洛浅兮让祁臻带着来到因为受伤,而不能动弹,睁眼睛惊恐焦急的看着四周人的女子面前停下,洛浅兮忍不住掀开盖头的一角,偷偷看去,那女子一身白衣被血染红,凛然就是个血人,面容上也全是血污,看不出样貌,浑身上下肩膀上,腰上,腿上尽是不同层度的刀伤,触目惊心。
出于医者的本能,洛浅兮再也顾不得许多,随手一把拉下盖头,却有一只手先洛浅兮一步,吧洛浅兮头上的盖头掀开,动作温和的拿下来,交到一旁玉兰的手中,洛浅兮愣愣的看着祁臻的一系列动作,只听祁臻云淡风轻的道:“这盖头,当然是得由为夫亲手掀开。”

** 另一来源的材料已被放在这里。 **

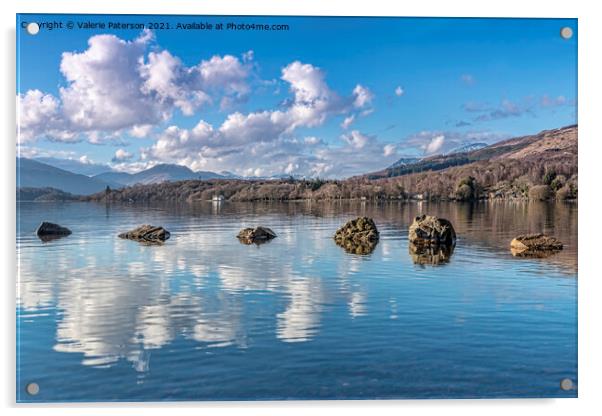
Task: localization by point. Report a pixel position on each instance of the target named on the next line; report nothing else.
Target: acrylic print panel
(333, 208)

洛浅兮感激的看了祁臻一眼,上前两步,蹲下身来,手法飞快的点住重伤女子身上的几处大穴,而然便给重伤女子诊脉。
“嘶~”
而这一系列行云流水般的动作,看在帝都百姓却变成了惊异,虽然璇玑国的皇帝皇后开明慈爱对百姓们都很好,当今长宁长公主更是与人为善,可今天是什么日子?
这可是长安公主大婚的日子啊!
而这个从来没在何人眼前出现过的长安公主,不但没有怪罪这个来路不明的女子扰乱自己的婚礼不说,竟然就这么当众揭下盖头,蹲在地上,那个一个来路不明的人治伤,真是让人想不通啊想不通。
洛浅兮给重伤女子诊脉过后,微微皱了皱好看的眉,先从袖中找出药丸,试图塞进重伤女子的口中,而重伤女子却不领情,把嘴撇到一边,冷冷道:“救我,对你没好处。”